On Fri, May 2, 2025, at 09:54, José Armando García Sancio wrote:
> Hi Colin,
>
> On Fri, Apr 25, 2025 at 5:42 PM Colin McCabe <cmcc...@apache.org> wrote:
>> > The "initiating the downgrade" section states "It will also check that
>> > the requested metadata version is compatible with all the other
>> > KIP-584 features that are enabled." What do you mean by this?
>>
> > So, in Kafka version 4.0, there are no KIP-584 features that rely on a 
> > specific metadata version. However, there could
> > be some in the future. This is just a statement that if we do have these 
> > kind of cross-feature dependencies in the
> > future, we will enforce them.
>
> Thanks. I took a look at KIP-584 and KIP-1022. Maybe I missed it but
> neither of them define how dependencies are specified or checked. I
> suspect that we will need a KIP if we ever add dependencies between
> features.
>

Hi José,

KIP-1022 does discuss feature dependencies:

> A Note on Feature Interdependence
>
 > One aspect of compatibility is how we set features that depend on each
 > other. KIP-584 was built to allow for interdependence. In other words, one
 > feature may depend on another and a cluster may have valid “ranges” of
 > versions for each feature depending on which features are enabled.
 >
 > If feature Y version 12 depends on feature X version 14, we need to handle
 > setting and upgrading these features properly. Given a cluster where
 > feature is X version 13, Y version 12 is not compatible and an error
 > should be thrown if trying to format with X version 13 and Y version 12 OR
 > when trying to upgrade to Y version 12 when X is version 13. The only way
 > to get to Y version 12 is by upgrading to X version 14 first or at the
 > same time as setting Y version 12. Likewise, if we wanted to downgrade
 > feature X to version 12, we would need to do it at the same time as
 > downgrading feature Y or by doing Y first.
 >
 > The tool should ensure that the features set are valid. This is done by
 > marking features as dependent on others internally.
 >
 > For this change specifically, all features rely on at least MV 3.3-IV0
 > (since this enables the writing of features to the metadata topic as per
 > KIP-584). Any command to try to set a feature (either via storage or
 > upgrade tool) when metadata version is below 3.3-IV0 will fail. (If an RPC
 > is sent, it will also fail as the version is not supported)
 >
 > The UpdateFeaturesReponse will fail fast and contain a top level error if
 > any feature fails to update and no updates will persist if a single
 > feature in the request fails validation. This will be accompanied with
 > UpdatableFeatureResult.ErrorMessage an error message explaining the
 > dependency.

That seems pretty clear? It's also already implemented (although not used since 
we don't have any inter-dependent features yet).

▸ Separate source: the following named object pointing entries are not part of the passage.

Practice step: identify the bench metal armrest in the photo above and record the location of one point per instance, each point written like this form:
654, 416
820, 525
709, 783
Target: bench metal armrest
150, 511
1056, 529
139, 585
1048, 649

>> > In the same section, you have "If the metadata version is too old to
>> > support KIP-919 controller registrations (pre 3.7.0-IV0), we will
>> > simply assume that the controllers do support downgrade, because we
>> > cannot check. This is similar to how metadata version upgrade is
>> > handled in the absence of controller registrations." What happens if
>> > this assumption is incorrect, the controller doesn't support
>> > downgrade? Is there something that the user can do and we can document
>> > to mitigate any issues that result from this?
> > This is the scenario where some controllers are running the 3.6.0 release 
> > or older, and some controllers are running
> > 4.2 or newer, on a very old metadata version without controller 
> > registrations. There really isn't anything we can do to
> > detect this since by definition, the pre-3.7-IV3 metadata version doesn't 
> > have controller registrations.
>
> Why are the controllers running 3.6.x? They could be running 4.0.x but
> the MV hasn't been upgraded to 3.7 (when controller registration was
> added), no?
>

I agree that running the 3.6.x software version on some nodes, and 4.0.x one 
others would be very odd. 3.6 isn't even one of our supported software versions 
any more. Right now we're supporting 4.0, 3.9, 3.8. I was just trying to give 
an example. Perhaps we can simply agree to move on, since the bad case here 
relies on using unsupported software versions to do an unsupported operation.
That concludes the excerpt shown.